O otimismo em torno da inteligência artificial (IA) parece ter levado um banho gelado no mercado financeiro nesta terça-feira. Depois de uma segunda-feira já tensa em Wall Street, as ações de tecnologia, especialmente as ligadas a semicondutores, continuaram a sentir o peso das vendas. O Ibovespa, que abre o pregão em território positivo, sente um pouco dessa aversão ao risco global.
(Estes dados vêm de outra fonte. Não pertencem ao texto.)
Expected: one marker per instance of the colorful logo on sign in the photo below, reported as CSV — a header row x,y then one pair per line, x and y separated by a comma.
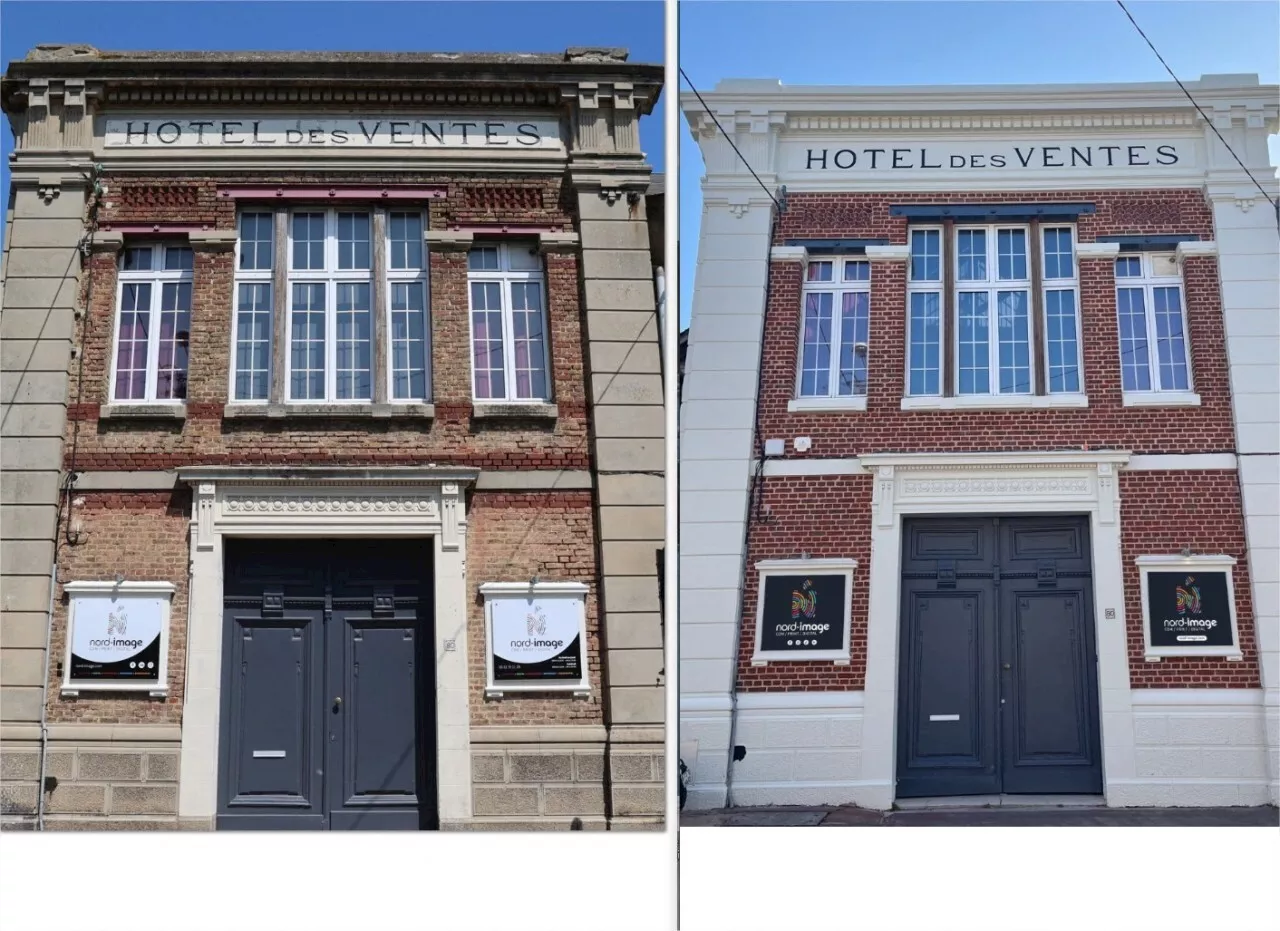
x,y
805,601
1187,597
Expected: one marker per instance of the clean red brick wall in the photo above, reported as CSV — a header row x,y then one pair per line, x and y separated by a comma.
x,y
1105,424
145,535
512,537
830,516
206,438
1160,514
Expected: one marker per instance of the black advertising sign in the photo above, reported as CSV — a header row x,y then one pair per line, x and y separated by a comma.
x,y
1189,608
536,639
803,614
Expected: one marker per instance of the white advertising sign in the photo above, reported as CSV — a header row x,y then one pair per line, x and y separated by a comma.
x,y
118,638
425,131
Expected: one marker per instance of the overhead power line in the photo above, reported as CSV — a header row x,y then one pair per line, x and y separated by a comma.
x,y
1183,87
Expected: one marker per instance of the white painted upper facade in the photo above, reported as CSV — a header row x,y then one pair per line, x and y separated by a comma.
x,y
791,136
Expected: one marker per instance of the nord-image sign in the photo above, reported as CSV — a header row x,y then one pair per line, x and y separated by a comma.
x,y
1000,156
117,639
1189,608
496,132
803,614
536,639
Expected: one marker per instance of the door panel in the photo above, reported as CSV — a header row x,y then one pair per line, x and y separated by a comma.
x,y
997,625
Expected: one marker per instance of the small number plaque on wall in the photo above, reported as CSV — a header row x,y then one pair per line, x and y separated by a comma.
x,y
803,610
1188,605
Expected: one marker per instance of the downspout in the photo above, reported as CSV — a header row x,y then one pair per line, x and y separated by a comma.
x,y
753,492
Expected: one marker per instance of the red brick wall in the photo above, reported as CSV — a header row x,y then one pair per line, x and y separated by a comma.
x,y
452,438
830,516
144,534
1104,424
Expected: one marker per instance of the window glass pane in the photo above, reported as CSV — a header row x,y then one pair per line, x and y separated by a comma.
x,y
972,251
174,341
816,341
406,240
307,242
131,352
818,272
973,345
408,341
307,342
353,342
1059,254
926,252
529,341
1129,267
178,259
1011,255
1061,346
853,343
522,256
1134,354
353,241
256,241
923,364
858,270
252,341
487,357
1170,340
137,258
1013,343
483,259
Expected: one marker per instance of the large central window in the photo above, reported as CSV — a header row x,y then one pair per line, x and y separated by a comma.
x,y
336,286
979,299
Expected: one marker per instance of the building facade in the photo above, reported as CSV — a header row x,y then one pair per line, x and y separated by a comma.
x,y
333,446
978,433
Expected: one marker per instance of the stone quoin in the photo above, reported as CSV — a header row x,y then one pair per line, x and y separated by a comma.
x,y
1008,357
311,363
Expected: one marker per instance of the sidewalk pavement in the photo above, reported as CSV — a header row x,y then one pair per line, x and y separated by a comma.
x,y
1002,816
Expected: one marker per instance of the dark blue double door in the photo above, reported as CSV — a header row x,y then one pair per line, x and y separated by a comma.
x,y
328,713
997,680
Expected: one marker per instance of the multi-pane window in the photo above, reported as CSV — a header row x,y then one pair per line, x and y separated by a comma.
x,y
329,300
1153,355
988,338
833,332
508,323
154,323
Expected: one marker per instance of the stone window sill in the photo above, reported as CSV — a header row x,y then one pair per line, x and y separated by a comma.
x,y
1161,398
827,404
243,411
993,402
513,411
154,411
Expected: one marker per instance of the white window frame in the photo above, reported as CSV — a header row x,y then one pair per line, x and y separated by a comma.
x,y
158,277
835,566
506,277
1188,564
837,287
991,286
1147,283
576,592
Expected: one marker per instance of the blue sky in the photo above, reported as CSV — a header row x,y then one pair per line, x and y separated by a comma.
x,y
347,26
1033,41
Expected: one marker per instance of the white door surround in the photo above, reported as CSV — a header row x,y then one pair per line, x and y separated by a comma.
x,y
324,502
993,483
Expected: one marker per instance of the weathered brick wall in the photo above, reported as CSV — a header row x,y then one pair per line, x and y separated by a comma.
x,y
830,516
142,534
1161,512
512,537
452,438
1104,424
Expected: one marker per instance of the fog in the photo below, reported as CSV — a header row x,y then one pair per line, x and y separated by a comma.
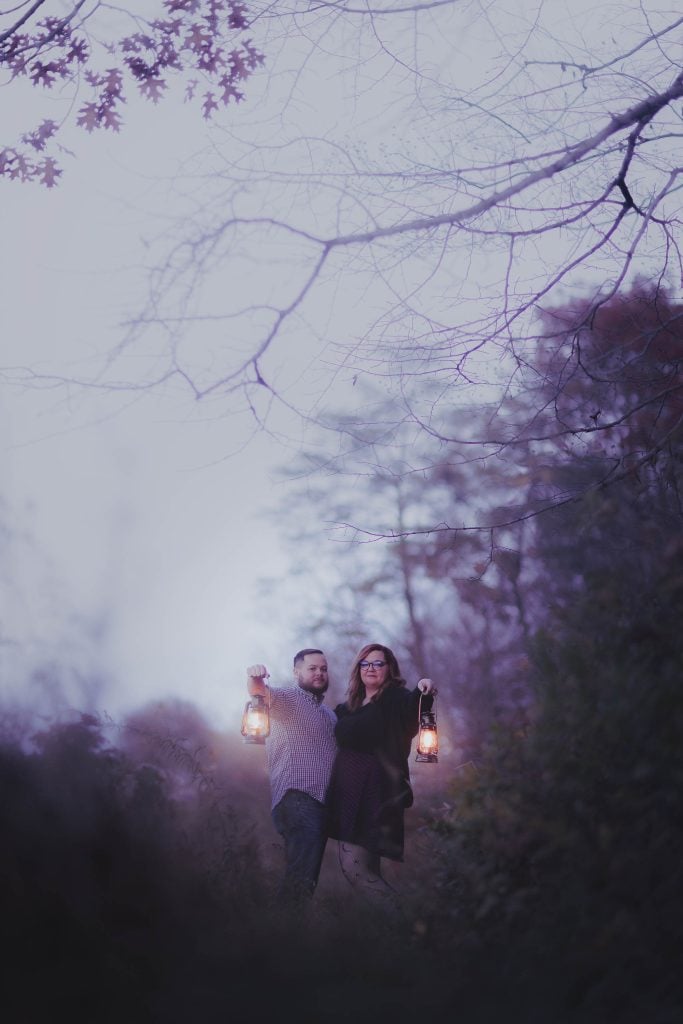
x,y
133,524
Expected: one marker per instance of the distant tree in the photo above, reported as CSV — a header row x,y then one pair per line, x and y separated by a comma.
x,y
80,45
417,245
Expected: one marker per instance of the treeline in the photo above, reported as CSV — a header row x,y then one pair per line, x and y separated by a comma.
x,y
544,878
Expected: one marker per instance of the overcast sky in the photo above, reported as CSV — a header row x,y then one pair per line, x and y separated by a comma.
x,y
136,519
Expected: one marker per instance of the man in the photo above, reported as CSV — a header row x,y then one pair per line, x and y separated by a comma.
x,y
301,750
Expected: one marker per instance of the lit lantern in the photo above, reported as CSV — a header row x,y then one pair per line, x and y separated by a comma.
x,y
427,749
256,720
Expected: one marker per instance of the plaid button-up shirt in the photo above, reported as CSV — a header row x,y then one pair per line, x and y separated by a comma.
x,y
301,747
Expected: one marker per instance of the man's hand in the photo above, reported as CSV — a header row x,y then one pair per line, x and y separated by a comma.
x,y
256,677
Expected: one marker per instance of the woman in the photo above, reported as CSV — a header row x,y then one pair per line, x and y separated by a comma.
x,y
370,787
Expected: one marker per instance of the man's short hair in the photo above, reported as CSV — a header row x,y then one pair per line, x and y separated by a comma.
x,y
300,654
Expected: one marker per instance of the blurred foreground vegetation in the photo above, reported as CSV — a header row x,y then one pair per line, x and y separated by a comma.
x,y
544,871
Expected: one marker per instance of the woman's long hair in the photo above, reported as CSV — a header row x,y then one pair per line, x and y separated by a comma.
x,y
355,692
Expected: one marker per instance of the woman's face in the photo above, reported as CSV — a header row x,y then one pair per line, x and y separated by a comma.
x,y
374,669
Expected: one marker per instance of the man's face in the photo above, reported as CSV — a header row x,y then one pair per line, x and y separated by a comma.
x,y
311,674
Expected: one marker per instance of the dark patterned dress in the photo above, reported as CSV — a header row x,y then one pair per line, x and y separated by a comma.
x,y
370,787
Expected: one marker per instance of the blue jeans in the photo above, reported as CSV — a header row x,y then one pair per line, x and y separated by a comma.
x,y
302,821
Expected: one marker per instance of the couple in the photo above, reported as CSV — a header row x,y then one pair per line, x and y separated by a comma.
x,y
341,774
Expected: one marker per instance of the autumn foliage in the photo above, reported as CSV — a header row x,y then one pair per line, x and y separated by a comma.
x,y
200,42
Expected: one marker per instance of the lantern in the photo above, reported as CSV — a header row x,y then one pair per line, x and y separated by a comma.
x,y
427,749
256,720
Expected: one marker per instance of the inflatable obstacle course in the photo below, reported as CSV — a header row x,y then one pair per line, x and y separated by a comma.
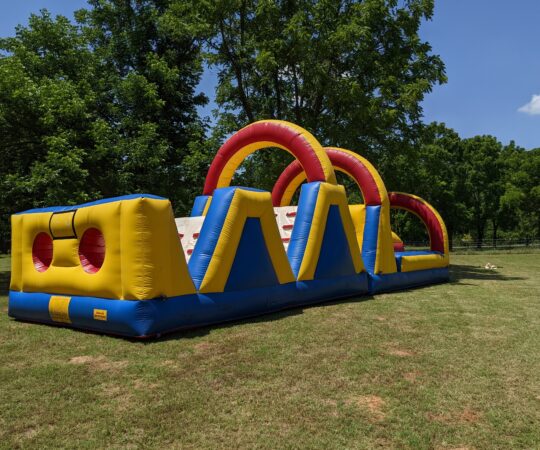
x,y
126,266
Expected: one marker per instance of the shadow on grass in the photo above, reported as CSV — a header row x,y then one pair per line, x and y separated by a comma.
x,y
461,273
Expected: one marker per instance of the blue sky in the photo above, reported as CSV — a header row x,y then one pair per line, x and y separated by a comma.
x,y
491,52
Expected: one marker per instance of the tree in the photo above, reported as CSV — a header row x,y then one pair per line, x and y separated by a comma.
x,y
351,72
99,108
483,182
436,175
148,96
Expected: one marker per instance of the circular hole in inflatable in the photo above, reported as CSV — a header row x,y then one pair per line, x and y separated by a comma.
x,y
92,250
42,252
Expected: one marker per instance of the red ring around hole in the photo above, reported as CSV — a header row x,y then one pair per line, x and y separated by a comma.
x,y
42,252
92,250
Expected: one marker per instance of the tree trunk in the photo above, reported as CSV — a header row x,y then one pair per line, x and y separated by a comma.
x,y
479,235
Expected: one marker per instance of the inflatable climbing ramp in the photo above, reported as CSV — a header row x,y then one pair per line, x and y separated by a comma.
x,y
126,266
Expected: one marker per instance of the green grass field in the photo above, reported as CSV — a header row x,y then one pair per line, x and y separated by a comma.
x,y
442,367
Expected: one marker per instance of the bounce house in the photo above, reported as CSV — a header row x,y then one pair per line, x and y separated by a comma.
x,y
126,266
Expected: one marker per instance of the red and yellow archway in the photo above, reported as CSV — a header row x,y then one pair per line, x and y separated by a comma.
x,y
309,153
374,192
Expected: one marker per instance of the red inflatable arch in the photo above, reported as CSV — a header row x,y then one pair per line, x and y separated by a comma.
x,y
427,214
357,167
269,133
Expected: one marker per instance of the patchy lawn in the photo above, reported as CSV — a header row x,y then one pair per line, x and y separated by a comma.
x,y
448,366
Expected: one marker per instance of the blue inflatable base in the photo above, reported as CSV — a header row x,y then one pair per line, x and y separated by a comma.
x,y
146,318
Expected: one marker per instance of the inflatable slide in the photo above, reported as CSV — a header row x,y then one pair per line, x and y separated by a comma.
x,y
126,266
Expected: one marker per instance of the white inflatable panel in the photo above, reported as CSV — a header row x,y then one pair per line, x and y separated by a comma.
x,y
189,229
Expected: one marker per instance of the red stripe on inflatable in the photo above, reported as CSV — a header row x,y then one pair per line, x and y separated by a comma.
x,y
359,172
425,213
340,160
261,132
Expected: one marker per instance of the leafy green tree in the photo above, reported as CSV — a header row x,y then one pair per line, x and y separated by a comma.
x,y
482,173
99,108
351,72
436,175
519,213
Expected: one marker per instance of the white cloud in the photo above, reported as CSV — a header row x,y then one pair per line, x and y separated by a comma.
x,y
533,107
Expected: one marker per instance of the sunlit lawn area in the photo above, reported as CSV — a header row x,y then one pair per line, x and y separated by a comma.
x,y
448,366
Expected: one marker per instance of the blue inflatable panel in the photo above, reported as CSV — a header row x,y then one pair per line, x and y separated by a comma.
x,y
199,205
400,255
335,257
302,225
144,318
85,205
404,280
370,239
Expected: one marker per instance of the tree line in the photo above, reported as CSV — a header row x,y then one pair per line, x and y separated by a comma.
x,y
109,104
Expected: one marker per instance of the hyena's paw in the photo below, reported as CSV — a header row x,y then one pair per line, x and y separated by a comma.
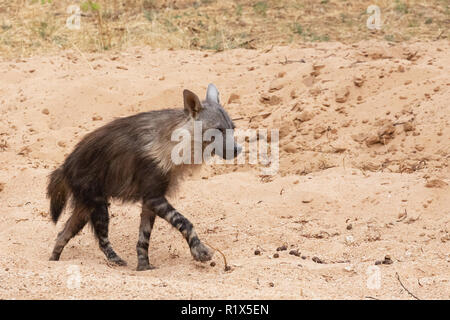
x,y
118,261
145,267
201,253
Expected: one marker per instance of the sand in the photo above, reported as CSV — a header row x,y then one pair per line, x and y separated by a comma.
x,y
364,155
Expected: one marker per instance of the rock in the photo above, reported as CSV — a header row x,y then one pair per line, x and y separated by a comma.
x,y
305,116
290,148
436,183
342,95
275,86
233,98
349,240
408,126
359,81
317,260
270,100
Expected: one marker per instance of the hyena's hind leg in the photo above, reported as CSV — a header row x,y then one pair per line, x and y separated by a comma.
x,y
145,230
100,223
164,210
76,222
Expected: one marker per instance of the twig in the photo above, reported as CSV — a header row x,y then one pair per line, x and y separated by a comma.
x,y
84,57
398,278
286,61
227,267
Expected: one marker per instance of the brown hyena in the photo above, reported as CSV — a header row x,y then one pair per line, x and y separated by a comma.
x,y
130,159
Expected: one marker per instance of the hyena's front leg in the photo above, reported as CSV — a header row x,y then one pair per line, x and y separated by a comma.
x,y
164,210
145,230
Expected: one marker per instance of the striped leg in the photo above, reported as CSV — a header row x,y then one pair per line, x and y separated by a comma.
x,y
100,222
145,230
74,225
164,210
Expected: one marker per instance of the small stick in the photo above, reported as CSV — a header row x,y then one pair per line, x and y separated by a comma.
x,y
82,54
398,278
227,267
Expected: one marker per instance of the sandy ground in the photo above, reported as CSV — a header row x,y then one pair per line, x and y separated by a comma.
x,y
364,140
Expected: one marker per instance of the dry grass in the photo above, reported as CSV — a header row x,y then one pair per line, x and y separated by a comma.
x,y
29,27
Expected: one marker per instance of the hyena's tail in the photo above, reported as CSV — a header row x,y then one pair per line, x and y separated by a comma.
x,y
58,191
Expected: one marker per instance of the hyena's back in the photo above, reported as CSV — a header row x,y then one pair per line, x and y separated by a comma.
x,y
116,160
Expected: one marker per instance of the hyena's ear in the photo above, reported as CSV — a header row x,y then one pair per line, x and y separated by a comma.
x,y
191,103
212,94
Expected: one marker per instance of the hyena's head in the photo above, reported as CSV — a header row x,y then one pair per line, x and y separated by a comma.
x,y
217,128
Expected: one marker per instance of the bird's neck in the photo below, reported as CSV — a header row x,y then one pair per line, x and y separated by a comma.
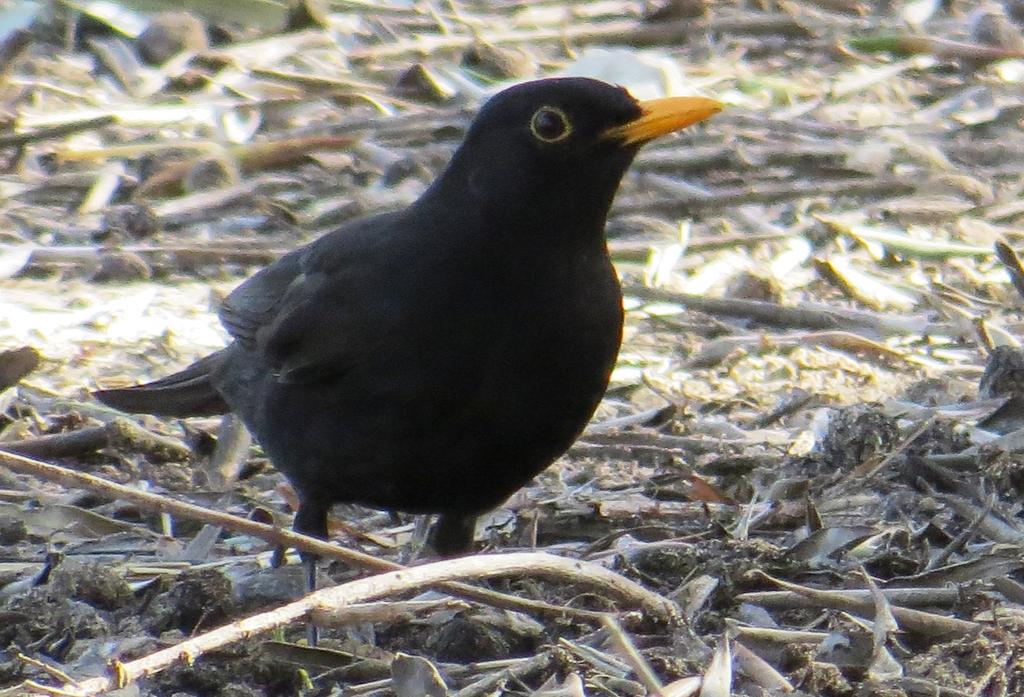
x,y
554,216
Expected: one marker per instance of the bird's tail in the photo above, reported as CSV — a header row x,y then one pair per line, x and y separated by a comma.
x,y
186,393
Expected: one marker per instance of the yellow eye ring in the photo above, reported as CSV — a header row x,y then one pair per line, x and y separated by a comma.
x,y
550,125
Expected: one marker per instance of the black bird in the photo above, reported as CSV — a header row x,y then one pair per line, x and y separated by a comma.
x,y
436,358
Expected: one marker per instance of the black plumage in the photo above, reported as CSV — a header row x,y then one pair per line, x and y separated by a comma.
x,y
436,358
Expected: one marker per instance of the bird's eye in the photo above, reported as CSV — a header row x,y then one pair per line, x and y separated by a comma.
x,y
550,125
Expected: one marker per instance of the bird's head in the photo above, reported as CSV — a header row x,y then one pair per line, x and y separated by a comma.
x,y
558,147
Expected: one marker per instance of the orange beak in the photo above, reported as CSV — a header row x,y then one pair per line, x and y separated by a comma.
x,y
658,117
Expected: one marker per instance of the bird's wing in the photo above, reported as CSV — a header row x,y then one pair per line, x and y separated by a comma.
x,y
255,303
315,310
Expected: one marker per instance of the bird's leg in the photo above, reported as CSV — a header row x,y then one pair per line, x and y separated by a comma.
x,y
310,520
453,534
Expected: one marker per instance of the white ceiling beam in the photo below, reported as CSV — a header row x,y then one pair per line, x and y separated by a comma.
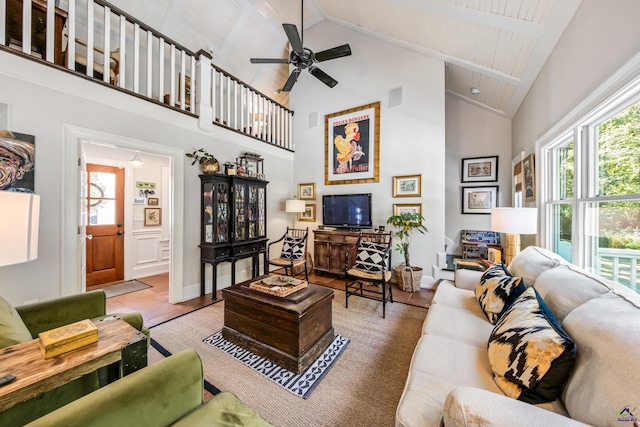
x,y
501,22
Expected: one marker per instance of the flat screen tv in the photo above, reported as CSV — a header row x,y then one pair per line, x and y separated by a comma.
x,y
347,210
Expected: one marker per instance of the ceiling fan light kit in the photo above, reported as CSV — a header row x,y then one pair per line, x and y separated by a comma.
x,y
304,58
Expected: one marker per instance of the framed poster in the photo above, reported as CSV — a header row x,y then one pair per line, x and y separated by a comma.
x,y
528,176
307,191
17,157
352,145
407,186
480,169
405,208
309,213
479,200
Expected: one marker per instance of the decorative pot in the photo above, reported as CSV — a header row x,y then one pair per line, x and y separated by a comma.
x,y
408,277
209,167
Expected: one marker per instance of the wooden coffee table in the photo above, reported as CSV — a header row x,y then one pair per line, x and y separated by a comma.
x,y
290,331
36,375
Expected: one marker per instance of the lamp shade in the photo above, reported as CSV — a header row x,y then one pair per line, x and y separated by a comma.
x,y
19,219
295,205
514,220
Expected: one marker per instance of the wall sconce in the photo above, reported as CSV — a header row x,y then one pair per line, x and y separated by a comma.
x,y
19,222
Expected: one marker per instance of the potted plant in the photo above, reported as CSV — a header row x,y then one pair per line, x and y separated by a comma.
x,y
208,162
408,276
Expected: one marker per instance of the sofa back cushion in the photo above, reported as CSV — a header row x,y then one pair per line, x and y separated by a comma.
x,y
530,354
603,386
566,287
497,290
533,261
12,328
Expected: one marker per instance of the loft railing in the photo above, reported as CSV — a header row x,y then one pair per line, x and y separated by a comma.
x,y
99,41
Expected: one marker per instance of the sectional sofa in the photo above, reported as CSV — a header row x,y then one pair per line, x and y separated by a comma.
x,y
457,378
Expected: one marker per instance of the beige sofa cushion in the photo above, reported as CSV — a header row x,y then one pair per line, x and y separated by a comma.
x,y
606,375
533,261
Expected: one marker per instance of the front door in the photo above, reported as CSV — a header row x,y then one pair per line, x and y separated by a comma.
x,y
105,227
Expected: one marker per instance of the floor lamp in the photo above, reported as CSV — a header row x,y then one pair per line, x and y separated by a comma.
x,y
514,222
19,220
294,206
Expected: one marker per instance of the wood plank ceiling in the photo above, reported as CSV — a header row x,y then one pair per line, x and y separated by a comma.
x,y
497,46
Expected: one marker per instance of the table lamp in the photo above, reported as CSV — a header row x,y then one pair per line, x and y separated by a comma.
x,y
294,206
19,219
514,222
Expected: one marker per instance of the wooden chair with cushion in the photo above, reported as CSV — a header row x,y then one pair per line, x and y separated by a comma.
x,y
293,254
370,276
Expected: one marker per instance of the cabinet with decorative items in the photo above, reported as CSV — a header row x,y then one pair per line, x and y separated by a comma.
x,y
233,222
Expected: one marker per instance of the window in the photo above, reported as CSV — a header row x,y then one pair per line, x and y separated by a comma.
x,y
591,199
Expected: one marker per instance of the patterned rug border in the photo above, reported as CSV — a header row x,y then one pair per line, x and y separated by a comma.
x,y
299,384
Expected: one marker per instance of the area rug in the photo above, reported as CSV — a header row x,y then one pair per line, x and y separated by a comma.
x,y
362,388
124,288
301,384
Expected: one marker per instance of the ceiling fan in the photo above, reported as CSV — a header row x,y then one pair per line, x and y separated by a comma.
x,y
302,57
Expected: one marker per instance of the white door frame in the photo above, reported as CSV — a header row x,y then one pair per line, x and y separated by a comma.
x,y
71,247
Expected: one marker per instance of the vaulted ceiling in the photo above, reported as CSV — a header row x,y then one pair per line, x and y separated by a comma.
x,y
496,46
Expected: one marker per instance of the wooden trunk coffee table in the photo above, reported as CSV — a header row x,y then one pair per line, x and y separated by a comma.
x,y
290,331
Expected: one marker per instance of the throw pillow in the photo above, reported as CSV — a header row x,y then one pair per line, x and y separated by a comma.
x,y
371,256
292,248
12,328
497,290
530,354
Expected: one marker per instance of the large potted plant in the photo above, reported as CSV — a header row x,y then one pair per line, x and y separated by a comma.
x,y
408,276
208,162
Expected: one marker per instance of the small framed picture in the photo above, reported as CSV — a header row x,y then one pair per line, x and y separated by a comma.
x,y
480,169
152,217
309,213
406,208
479,200
407,186
307,191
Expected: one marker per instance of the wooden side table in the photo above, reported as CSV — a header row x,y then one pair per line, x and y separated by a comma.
x,y
36,375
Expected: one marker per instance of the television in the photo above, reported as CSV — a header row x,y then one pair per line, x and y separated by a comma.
x,y
351,211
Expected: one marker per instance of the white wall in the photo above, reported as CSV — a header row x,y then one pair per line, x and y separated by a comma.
x,y
412,136
473,132
41,100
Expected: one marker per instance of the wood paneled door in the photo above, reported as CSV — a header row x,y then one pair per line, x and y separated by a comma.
x,y
105,225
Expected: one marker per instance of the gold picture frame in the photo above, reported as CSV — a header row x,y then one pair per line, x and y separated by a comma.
x,y
309,213
352,145
402,208
307,191
152,217
407,186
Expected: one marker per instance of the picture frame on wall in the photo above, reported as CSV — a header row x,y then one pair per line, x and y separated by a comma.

Na prática, o que vemos é uma correção que se espalhou pelo mundo. O índice Nasdaq, que concentra boa parte das empresas de tecnologia nos EUA, abriu em queda de mais de 2%, puxado para baixo por gigantes como a Alphabet, que perdeu um cientista renomado para uma startup de IA, e por receios mais amplos sobre a valuation dessas empresas. Na Ásia, o impacto foi ainda mais brutal: o Kospi sul-coreano, que concentra grandes fabricantes de chips como a SK Hynix e a Samsung Electronics, chegou a cair quase 10% em um único dia, registrando seu pior desempenho desde março. Empresas como Micron Technology e Sandisk também viram suas ações derreterem.

O que está por trás dessa sangria? Bom, não é de hoje que os investidores olham com desconfiança para bolhas. A euforia com a IA, que vinha impulsionando o setor de tecnologia de forma expressiva ao longo de 2026, parece ter chegado a um ponto em que as avaliações passaram a ser questionadas. Além disso, crescem os rumores de que o Federal Reserve (Fed), o banco central americano, possa estar mais inclinado a aumentar as taxas de juros em breve. Taxas de juros mais altas geralmente tornam investimentos mais conservadores mais atraentes em comparação com ações de crescimento, como as de tecnologia.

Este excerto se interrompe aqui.